There are two kinds of people in this world: Those who enjoy tracking what they do with their time all day, and the rest of us, who would rather watch paint dry. I used to be in the latter group… until I discovered I was doing it all wrong.
Illustration: Sam Woolley
This is a big deal for me, as someone who hates even thinking about time. (Seriously, do not talk to me about time travel movies.) I’d rather dive into a project, work uninterrupted by the outside world, and somehow emerge from that stupor with something done. I know that’s not the reality for many workplaces, though, or even feasible with a flexible work schedule. The danger of this ignore-time approach is working too much and burning out — things I tend to brush up against often.
I’ve tried many time tracking apps before, but even the simplest ones felt like torture to me. Even automatic time tracking tool RescueTime, which can provide a ton of insights into your productivity, didn’t do anything for me, perhaps because it only tracks time on the computer, and I crave a more holistic view — not just of how productive I am while at the keyboard, but how well I’m using my time in general. I thought I just a hopeless cause when it came to time tracking and time management.
That all changed for me about five months ago when I started using a productivity planner called the Passion Planner. I got it primarily to help me write out my goals and break them down into tasks over the year. Surprisingly, it’s helped me start and enjoy time tracking.
How I Track My Time in the Planner
To be fair, any kind of weekly or daily planner would have worked. This one has a large two-page spread for each week, with each day divided by the half-hour. It’s meant for appointments and events and other scheduling, but my days are boringly event-free. (I’d rather have events on a digital calendar anyway.) Instead of using the space to block out time in the future, I decided to start jotting down what I did after every major task. And because I am a nerd, I invested in some pleasantly coloured highlighters and Japanese planner stickers to colour code and fancy up my days.
I try to work in focused (usually 90-minute) blocks of time. After each block, or before I take a break, I write down what I did and highlight it according to my categories (work, home/family, exercise/life maintenance, side work, creative projects and friends/outings). That’s it. While this is neither an original nor clever concept, this method of tracking actually works for me, and has for months, when previous attempts failed miserably.
It works for me because:
- It’s quick and simple. I just keep the planner open on my desk and it takes a second to write down the task. As easy as many time tracking apps are, they require too many steps to add a block of time in the past or future.
- It’s tactile. As silly as it sounds, there’s a small but subtle pleasure reward in using the highlighter or even adding a sticker to the page. (I’m stingy with stickers, though.)

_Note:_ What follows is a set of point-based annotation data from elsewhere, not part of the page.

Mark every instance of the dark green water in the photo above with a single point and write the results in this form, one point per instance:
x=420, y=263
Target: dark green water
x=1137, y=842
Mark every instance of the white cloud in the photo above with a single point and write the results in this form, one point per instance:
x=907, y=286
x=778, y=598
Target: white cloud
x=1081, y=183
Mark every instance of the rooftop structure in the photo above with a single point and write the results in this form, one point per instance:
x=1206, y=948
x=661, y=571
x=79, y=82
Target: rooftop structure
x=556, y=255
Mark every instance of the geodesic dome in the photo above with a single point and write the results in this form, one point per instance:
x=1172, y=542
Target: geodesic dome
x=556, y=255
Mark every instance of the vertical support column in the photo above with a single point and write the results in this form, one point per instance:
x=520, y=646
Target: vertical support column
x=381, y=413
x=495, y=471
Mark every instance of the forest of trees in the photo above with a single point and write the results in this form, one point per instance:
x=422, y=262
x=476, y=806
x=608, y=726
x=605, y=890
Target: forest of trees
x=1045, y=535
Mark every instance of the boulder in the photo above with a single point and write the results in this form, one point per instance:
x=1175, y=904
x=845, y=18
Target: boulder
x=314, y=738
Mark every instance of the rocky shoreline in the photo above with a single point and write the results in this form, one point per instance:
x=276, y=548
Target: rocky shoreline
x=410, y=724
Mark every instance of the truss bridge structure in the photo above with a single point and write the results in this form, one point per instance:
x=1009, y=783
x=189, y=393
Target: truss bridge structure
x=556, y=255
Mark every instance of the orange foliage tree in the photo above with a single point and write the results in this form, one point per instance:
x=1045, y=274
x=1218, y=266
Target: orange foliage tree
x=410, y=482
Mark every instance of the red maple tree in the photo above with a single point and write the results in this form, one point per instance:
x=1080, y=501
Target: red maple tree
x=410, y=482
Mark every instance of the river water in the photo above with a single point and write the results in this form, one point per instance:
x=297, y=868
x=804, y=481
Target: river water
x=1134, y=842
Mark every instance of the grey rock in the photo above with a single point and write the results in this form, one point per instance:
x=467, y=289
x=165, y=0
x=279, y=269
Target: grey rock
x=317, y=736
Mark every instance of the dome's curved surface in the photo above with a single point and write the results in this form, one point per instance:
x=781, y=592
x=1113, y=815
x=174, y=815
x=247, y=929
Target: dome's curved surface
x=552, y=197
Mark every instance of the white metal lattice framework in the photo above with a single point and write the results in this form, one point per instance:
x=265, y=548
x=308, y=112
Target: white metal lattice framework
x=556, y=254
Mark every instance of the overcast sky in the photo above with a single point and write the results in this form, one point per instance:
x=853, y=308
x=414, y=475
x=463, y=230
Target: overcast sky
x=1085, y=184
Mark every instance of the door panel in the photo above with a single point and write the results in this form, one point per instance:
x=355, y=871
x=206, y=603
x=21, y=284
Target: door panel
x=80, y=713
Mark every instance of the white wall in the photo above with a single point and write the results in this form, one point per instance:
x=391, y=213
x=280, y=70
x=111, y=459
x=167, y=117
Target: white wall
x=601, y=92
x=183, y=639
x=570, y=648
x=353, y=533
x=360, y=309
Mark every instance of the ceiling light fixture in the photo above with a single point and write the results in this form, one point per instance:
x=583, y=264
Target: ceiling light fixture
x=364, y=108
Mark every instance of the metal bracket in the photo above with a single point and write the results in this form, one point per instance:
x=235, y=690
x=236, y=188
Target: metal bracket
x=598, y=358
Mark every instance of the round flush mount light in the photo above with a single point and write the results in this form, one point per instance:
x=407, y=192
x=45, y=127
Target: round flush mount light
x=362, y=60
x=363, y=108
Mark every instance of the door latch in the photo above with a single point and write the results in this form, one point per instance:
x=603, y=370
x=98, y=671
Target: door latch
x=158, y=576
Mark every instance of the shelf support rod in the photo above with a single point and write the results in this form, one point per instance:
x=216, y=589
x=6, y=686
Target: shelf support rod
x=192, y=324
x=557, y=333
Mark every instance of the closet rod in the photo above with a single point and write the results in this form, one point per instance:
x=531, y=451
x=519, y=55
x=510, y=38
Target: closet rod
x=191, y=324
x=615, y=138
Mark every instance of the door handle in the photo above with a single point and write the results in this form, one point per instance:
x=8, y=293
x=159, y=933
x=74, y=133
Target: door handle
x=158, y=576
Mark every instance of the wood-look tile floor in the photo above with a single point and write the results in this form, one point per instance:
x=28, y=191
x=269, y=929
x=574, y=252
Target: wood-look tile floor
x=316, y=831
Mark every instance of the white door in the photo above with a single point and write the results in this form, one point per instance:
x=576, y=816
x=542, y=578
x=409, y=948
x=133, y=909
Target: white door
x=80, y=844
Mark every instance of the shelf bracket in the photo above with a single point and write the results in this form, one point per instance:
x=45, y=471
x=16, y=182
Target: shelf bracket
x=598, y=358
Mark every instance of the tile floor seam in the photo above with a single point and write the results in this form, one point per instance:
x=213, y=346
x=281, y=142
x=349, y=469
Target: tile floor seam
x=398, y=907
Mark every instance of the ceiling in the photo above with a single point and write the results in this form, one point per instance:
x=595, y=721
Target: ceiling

- It’s colourful. Again, it’s the small things. On the days when I’ve forgotten or been too busy to keep up the log, those blank white columns are a sad reprimand. It’s like nothing happened at all those days, even though I know something must have, so I’m motivated to keep tracking.
- It’s actually enjoyable, something I’d never thought I’d say about keeping tabs on every half hour of every day.
How Time Tracking Improves My Daily Life
Most importantly, time tracking has helped me think more clearly about how I spend my time. I can see at a glance where I’m spending too much time in one area and not enough in others and also find patterns in my behaviour.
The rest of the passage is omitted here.